人間国宝の友禅作家、森口邦彦が見出した「作家 須藤玲子」
初の個展は「工業製品でありながらアート」を体現した展覧会に
京都芸術センターは廃校になった「明倫小学校」を活用した、芸術振興のための拠点である。かつて呉服問屋が軒を連ねた土地である室町通りにあり、ふたつの元講堂、作法室と呼ばれる畳敷きの空間、そして校庭と、施設のほぼすべてを用いてテキスタイルを展示した。鴨川や桂川でかつて行われていた友禅流しの風景を再現するかのようにテキスタイルを浮遊させたり、音と映像をからめてテキスタイルを見せたり、「布の茶室」をつくったり、京丹後の職人たちと研究開発した生分解性プラスチック素材のテキスタイルを展示したりと、現在の須藤の活動につながる礎のような展示となった。

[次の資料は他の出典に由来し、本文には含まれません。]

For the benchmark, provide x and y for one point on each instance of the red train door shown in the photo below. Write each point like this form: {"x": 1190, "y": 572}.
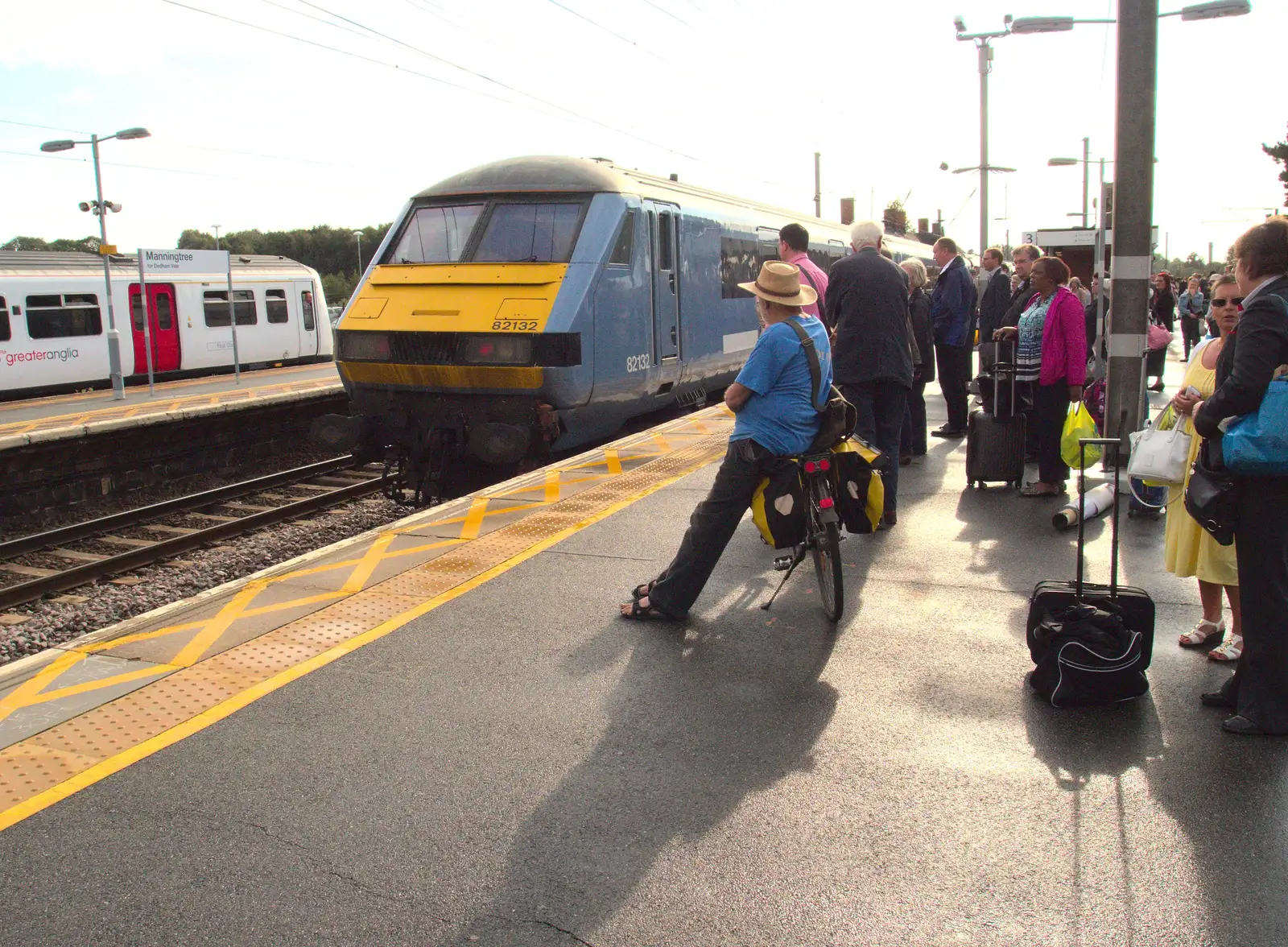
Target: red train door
{"x": 164, "y": 328}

「工業製品でありながらアートでもあるという須藤さんのテキスタイルの特性がとてもよくあらわれていて、高らかな思想のある展覧会でした。僕はすべての人の理解は得られなくてもいい、何人かの人がわかればいいと思っていました。展覧会は『再生産』が大事だと僕は考えます。見に来た人が確かななにかを受けとめて、その人の創造に加味されることが大事。須藤さんの展覧会は、その力を存分に放っていました。布というのは人格と一緒になって存在するのが本来の姿。須藤さんは周りの協力を得ながら、だけど須藤さんにしかできない布を作り出す。それは彼女の人格のなせる技です」(森口氏)。
写真家の井上隆雄の写真がもたらしたもの
そしてこの展覧会を記録した図録を、森口氏は非常に高く評価している。「カメラマンは井上隆雄さん、彼は他界しましたが僕にとっても大切な親友のひとりでした。京都市立芸術大学で漆を学び、写真家になったという経歴の持ち主で、彼女の資質を見抜いて、それを写真に写し取った。陰まで含まれた写真です。いわゆる『ふつうの布』だったら、彼もあんな風には撮らなかったでしょう。グラフィックデザインの西岡勉さんも井上さんの写真に応えている。須藤さんがもともと持っていた国際的な感覚が、展覧会そのものと図録によって翼を得て、世界へと飛び立つきっかけになったと感じています」。